Although Operation Hammer Strike has concluded, the department states that county sheriffs will continue to investigate illegal cultivation. “The Sheriff’s Gangs/Narcotics Division will continue to enforce California’s cannabis laws and San Bernardino County’s cannabis cultivation and distribution ordinance. Persons found guilty of violating the state law and county ordinance are subject to fines, prosecution, and seizure of property.”
Operation Hammer Strike began in September 2021. At the time, there were an estimated 1,285 illegal grows reported throughout the county. In September, the MET began with a search warrant investigation of Hesperia, Pinon Hills, Phelan, and Landers, which resulted in numerous arrests and seizures of cannabis plants, processed cannabis product, firearms, and $30,000 cash. During the same month, another investigation yielded even more arrests and product seizures. This trend continued throughout 2021 and into 2022, with press releases describing the investigations in October 2021, November 2021, January 2022, February, and March.
In March, San Bernardino County sponsored state legislation with Assembly Bill 2728 and Senate Bill 1426 to stop illegal cannabis cultivation. “Illegal cannabis farming is devastating the desert communities of San Bernardino County,” said Supervisor Curt Hagman. “The County is determined to stop this terrible damage to the environment and to protect the lives and property of our residents from lawless criminals.”
Assemblymember Thurston “Smitty” Smith also explained the reasoning behind the push to eliminate illegal grows. “The people of California let their voices be heard and chose to decriminalize cannabis. I support their choice. However, what they didn’t ask for was rampant cultivation and an illegal market sucking up resources, destroying the environment, and putting our communities at risk,” said Smith.
By May 2022, one region of San Bernardino County reported that there were no more reported cannabis grows in the area. “I’m sure there are more out there but we actually have zero grows left in the Morongo Basin that have been reported to us,” Sheriff Shannon Dicus of Morongo Basin told the Hi-Desert Star. San Bernardino County Supervisor Dawn Rowe commented on the quick call to action. “It normally takes this county a long time to make changes for our residents but this was not the case. Thank you very much on behalf of our residents for making it a safer place to live again,” Rowe said.

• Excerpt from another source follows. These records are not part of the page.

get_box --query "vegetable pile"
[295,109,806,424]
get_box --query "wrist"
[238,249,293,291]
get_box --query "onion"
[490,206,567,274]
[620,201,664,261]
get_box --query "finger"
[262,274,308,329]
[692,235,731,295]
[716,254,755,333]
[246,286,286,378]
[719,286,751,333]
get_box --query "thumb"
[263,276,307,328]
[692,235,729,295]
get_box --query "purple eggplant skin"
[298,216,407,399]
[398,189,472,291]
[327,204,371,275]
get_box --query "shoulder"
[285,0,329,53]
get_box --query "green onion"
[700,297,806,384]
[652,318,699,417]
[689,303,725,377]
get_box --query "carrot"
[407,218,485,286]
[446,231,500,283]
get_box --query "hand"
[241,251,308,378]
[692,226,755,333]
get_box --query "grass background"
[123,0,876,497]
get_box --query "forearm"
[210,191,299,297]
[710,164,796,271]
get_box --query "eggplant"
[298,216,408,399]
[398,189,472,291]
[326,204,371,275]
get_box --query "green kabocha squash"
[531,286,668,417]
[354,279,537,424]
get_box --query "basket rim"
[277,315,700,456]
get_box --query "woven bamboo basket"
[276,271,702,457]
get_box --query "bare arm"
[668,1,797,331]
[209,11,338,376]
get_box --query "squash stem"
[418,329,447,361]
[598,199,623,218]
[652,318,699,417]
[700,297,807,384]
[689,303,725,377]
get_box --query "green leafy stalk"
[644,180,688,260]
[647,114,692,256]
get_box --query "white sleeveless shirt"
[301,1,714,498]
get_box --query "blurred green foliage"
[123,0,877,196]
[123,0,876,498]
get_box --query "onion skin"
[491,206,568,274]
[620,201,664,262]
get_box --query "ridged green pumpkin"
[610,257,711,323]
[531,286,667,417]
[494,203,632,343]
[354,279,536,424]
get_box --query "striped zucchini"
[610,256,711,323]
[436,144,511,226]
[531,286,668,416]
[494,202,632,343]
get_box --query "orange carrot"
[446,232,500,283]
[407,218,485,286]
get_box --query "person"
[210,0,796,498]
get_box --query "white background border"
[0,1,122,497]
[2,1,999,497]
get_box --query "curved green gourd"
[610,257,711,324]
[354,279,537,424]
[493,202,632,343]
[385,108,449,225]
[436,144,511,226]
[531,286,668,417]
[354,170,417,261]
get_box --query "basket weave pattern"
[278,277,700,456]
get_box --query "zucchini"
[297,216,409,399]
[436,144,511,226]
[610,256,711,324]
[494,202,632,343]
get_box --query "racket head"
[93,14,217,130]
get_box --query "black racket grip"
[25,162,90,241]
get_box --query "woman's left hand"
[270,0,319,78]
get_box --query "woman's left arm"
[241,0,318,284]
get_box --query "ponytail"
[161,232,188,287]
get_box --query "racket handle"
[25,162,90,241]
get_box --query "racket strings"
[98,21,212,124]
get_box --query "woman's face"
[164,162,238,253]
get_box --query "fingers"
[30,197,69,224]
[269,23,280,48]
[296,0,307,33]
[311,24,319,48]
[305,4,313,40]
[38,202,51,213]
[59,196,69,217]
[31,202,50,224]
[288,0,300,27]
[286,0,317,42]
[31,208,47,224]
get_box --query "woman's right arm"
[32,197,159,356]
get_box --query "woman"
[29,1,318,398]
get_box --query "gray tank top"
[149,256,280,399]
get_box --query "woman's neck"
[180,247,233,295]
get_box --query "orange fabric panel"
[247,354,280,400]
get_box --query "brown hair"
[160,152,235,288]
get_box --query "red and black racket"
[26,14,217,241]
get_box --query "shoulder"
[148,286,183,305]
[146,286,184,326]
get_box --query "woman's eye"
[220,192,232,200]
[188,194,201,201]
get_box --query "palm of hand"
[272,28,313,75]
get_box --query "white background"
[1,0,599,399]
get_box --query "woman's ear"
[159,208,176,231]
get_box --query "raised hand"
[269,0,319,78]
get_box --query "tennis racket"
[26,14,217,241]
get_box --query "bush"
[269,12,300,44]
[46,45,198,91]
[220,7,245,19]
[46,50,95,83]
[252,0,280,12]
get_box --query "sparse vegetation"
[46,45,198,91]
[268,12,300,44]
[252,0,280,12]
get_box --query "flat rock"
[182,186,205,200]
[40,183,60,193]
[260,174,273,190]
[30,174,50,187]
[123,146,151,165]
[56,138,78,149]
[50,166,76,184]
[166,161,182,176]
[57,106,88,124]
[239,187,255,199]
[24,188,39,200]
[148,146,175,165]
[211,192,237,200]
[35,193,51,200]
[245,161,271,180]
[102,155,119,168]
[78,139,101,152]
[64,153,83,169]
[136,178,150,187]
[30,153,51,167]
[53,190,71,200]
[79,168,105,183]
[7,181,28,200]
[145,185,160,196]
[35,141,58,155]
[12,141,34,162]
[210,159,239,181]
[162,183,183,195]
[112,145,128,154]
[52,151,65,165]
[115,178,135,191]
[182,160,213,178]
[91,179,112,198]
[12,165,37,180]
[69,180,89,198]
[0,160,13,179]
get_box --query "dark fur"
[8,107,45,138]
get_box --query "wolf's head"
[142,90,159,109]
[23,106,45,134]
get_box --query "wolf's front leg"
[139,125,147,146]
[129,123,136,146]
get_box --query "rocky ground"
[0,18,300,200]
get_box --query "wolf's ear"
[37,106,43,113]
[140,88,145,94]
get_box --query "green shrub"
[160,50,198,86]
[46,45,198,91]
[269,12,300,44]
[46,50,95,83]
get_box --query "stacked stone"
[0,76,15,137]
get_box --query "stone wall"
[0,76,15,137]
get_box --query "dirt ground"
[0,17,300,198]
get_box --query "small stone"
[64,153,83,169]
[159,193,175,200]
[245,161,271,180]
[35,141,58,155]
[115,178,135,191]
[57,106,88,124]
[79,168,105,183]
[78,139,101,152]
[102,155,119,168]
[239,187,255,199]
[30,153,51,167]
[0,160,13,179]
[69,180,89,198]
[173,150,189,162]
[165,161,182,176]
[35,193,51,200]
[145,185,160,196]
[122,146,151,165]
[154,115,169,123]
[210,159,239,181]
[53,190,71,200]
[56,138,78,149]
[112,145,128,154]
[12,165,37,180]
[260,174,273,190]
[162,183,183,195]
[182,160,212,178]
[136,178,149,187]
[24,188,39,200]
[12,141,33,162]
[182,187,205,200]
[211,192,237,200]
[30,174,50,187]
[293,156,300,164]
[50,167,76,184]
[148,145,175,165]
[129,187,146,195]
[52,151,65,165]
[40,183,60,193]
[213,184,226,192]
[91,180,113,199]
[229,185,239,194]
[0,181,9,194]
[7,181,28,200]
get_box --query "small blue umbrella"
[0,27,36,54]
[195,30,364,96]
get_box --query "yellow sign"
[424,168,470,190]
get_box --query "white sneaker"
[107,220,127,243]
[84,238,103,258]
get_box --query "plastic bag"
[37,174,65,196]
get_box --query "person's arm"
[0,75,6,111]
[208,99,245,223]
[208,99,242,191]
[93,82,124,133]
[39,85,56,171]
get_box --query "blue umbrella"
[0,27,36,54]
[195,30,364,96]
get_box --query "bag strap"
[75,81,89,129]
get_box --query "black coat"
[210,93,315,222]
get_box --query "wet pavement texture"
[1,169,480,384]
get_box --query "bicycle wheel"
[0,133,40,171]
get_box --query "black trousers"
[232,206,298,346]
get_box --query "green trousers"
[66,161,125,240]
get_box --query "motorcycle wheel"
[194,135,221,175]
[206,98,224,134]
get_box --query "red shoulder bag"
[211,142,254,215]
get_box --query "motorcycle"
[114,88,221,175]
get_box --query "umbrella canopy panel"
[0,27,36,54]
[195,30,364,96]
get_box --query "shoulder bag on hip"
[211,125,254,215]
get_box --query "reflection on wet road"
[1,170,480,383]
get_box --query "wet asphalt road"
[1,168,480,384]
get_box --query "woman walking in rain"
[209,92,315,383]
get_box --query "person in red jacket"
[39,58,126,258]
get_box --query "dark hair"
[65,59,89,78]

Statewide efforts to eliminate illegal cannabis grows have continued steadily. Back in October 2021, California Attorney Rob Bonta announced that the Campaign Against Marijuana Planting (CAMP) resulted in the destruction of over one million cannabis plants. “Illegal and unlicensed marijuana planting is bad for our environment, bad for our economy, and bad for the health and safety of our communities,” Bonta said in a press release.
More recently in July, agencies like the California Department of Fish and Wildlife announced the authorization of enforcement teams to investigate illegal cultivation during the 2022 growing season.
In October, Bonta announced that CAMP would henceforth be called the Eradication and Prevention of Illicit Cannabis (EPIC), and would continue to investigate illegal cultivation. “The illicit marketplace outweighs the legal marketplace,” Bonta said. “It’s upside down and our goal is complete eradication of the illegal market.”